In middle school, Trevor Hudgins wanted to play the same way as the Harlem Globetrotters.
In eighth grade, though, he learned to give a helping hand, and it’s paid off. Manhattan’s senior point guard broke the school record in assists on Friday and has 259 for his career.
Hudgins likes to help out off the court as much as he can, too, especially working with kids at his church and through youth basketball camps at Manhattan High School.
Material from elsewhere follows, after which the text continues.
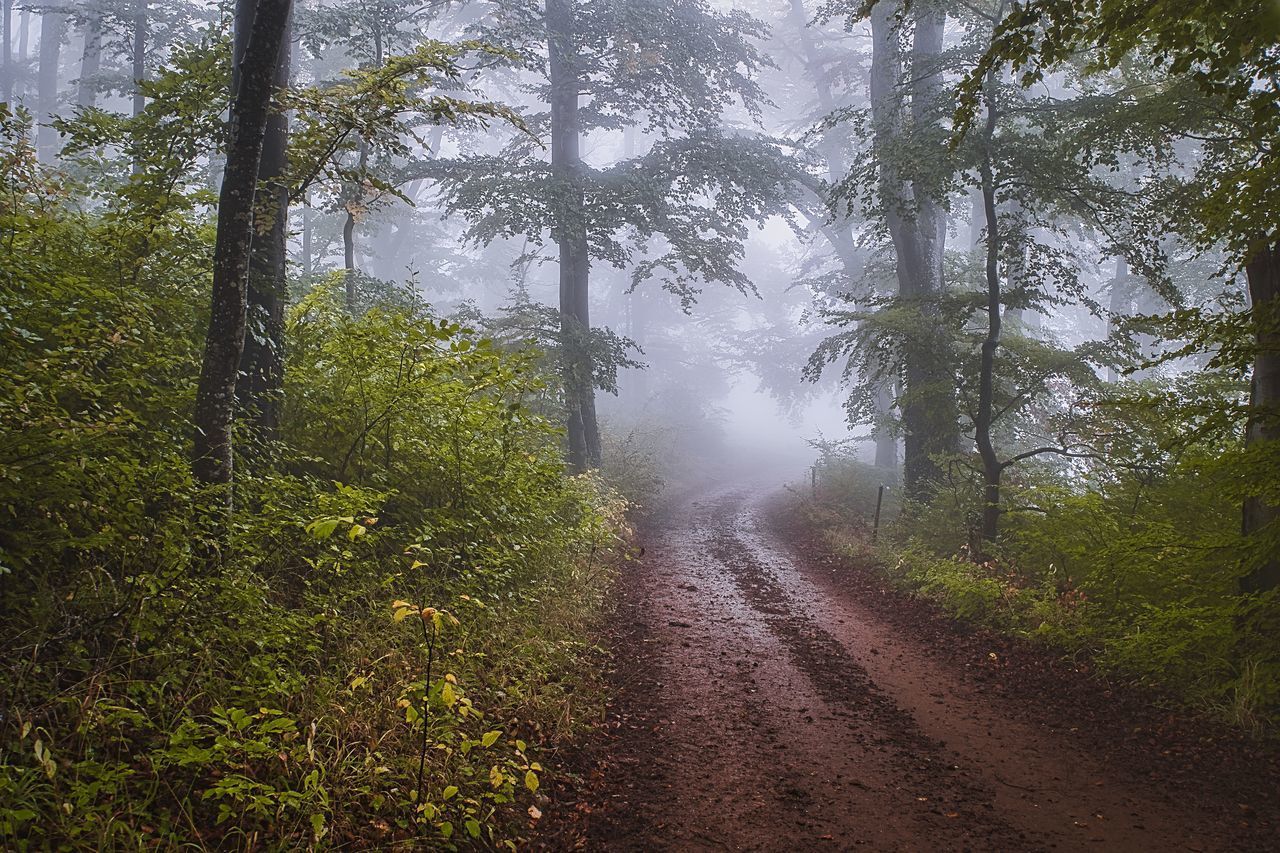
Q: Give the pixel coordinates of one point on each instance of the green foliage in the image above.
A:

Head coach Benji George has coached Hudgins since his first year at the helm, so he has a special bond with Hudgins and the rest of the seniors. “The arc of my career and the arc of (Hudgins’) playing career are kind of parallel,” George said. “It’s going to be hard when the end of this year comes way down the road, seeing him go because I’ve just watched him grow so much as a person, and playing goes hand in hand with that.” He said he knew Hudgins was talented sophomore year, and it has been rewarding to watch Hudgins grow on and off the court over the years. “To bring that competitive desire to want to improve every day, I think it speaks volumes about a person, and so I have respect for him as much as anything, and I just love him to death,” George said. Hudgins knew he was close to the record but didn’t think he would break it this early in the season.
George wished Hudgins had broken the record under better circumstances. Friday’s 4938 loss at Highland Park was a lackluster performance by the Indians.
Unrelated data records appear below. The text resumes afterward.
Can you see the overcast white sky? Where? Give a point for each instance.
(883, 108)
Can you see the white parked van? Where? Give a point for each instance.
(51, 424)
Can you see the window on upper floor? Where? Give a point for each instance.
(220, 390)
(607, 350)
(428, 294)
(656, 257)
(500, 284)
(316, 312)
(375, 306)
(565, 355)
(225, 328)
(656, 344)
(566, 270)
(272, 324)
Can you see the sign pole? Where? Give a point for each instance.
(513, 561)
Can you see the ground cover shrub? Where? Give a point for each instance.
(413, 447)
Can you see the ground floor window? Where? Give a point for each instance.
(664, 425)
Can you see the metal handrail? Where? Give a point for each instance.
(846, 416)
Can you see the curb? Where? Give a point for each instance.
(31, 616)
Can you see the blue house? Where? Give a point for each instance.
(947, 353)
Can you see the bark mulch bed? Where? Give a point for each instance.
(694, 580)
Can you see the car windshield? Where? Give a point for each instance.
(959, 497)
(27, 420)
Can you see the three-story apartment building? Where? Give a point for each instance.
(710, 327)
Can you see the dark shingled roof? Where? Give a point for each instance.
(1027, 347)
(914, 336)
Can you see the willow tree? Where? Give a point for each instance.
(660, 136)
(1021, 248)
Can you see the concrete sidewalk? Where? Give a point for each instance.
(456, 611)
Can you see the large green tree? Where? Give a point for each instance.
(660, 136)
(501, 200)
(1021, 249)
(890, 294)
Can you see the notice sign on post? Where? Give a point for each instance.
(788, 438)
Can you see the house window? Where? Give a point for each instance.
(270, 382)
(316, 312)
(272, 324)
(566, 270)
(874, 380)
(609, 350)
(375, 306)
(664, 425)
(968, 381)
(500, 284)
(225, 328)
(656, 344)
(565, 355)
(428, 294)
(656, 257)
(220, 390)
“It wasn’t the setting where I wanted to make the team aware of that, or him,” George said. “I wanted it to be more special, because the locker room was awful depressed after the game.”
George knows Hudgins takes a lot of pride in assists, but he wants the senior to shoot more, too. Hudgins’ eight points on Friday night came on just five attempts.
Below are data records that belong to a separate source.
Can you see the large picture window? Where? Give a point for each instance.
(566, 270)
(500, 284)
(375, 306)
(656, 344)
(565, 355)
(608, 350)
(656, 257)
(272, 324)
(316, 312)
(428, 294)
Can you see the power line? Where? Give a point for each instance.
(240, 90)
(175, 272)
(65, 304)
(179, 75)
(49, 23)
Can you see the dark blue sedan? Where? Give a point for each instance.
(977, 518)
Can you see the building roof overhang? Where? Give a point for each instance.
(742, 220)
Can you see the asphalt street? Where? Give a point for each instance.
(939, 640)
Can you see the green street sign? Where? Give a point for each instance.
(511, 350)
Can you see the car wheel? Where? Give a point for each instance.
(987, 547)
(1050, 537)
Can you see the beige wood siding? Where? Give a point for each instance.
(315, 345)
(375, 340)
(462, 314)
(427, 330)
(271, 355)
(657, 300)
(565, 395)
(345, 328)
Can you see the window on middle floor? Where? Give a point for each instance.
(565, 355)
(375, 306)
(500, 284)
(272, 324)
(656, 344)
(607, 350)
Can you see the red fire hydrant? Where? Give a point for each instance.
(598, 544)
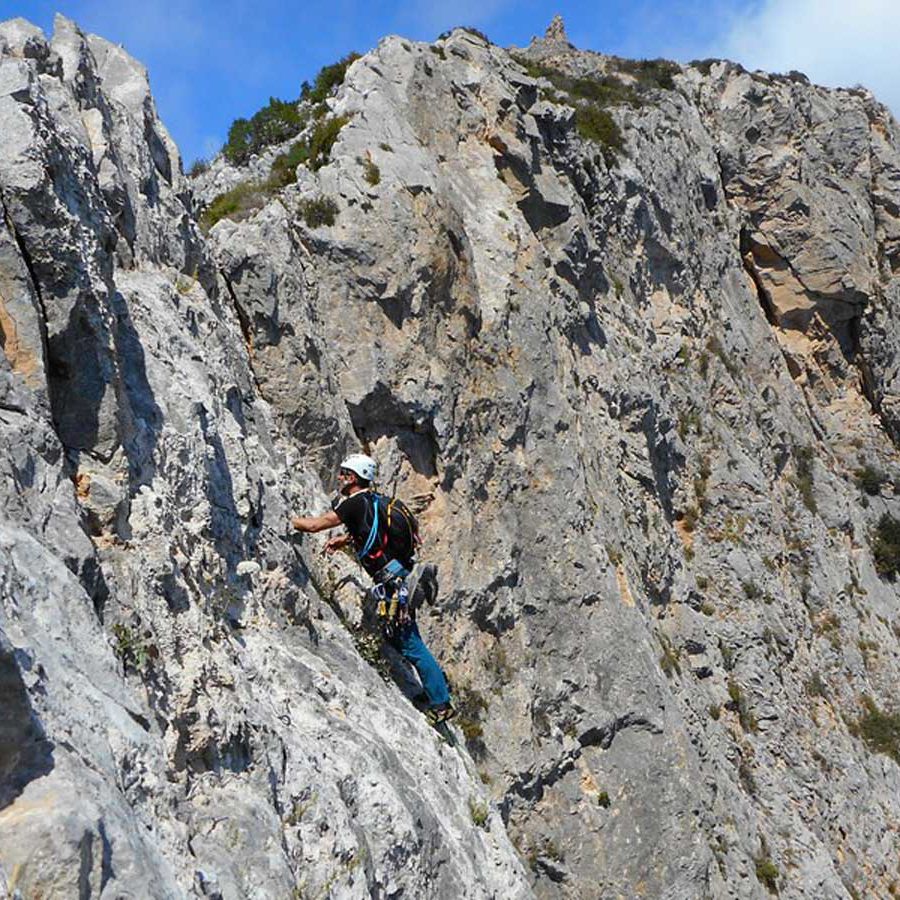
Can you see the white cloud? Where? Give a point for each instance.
(835, 42)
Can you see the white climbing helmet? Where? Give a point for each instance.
(362, 465)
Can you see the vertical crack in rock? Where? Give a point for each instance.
(34, 283)
(25, 752)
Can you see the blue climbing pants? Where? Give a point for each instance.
(406, 639)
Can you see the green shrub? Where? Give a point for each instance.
(751, 590)
(327, 80)
(284, 169)
(274, 123)
(282, 119)
(598, 126)
(235, 204)
(668, 662)
(131, 648)
(879, 730)
(815, 686)
(651, 73)
(317, 211)
(198, 167)
(479, 812)
(740, 706)
(869, 479)
(371, 172)
(886, 547)
(767, 873)
(445, 34)
(322, 140)
(704, 66)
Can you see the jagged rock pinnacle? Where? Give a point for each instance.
(556, 30)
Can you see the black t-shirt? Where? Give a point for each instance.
(356, 512)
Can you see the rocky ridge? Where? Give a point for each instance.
(632, 391)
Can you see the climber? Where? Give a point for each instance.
(366, 517)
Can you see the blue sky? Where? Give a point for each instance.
(211, 62)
“It’s a hard balance for him because he would prefer to get assists, but he’s also a guy (who) can get the ball through the net, and we need him to do that more,” George said. And Hudgins brought it on Tuesday, recording a career-high 29 points in the Indians’ 78-72 win over Shawnee Heights.
George said his senior point guard isn’t very vocal, but it’s not because he’s shy. “I think he’s more humble than anything, and so he doesn’t necessarily want to be the star of the show, I guess you’d say, even though he is,” George said. George is happy to see Hudgins work with younger basketball players in the community.
“I think point guards make great coaches, and I can see him doing that someday,” George said. “He has been great with kids, and (Tuesday) is youth night, and we’ll bring all the kids into our locker room, and on some level, a lot of them will be there to see No. 12 play.”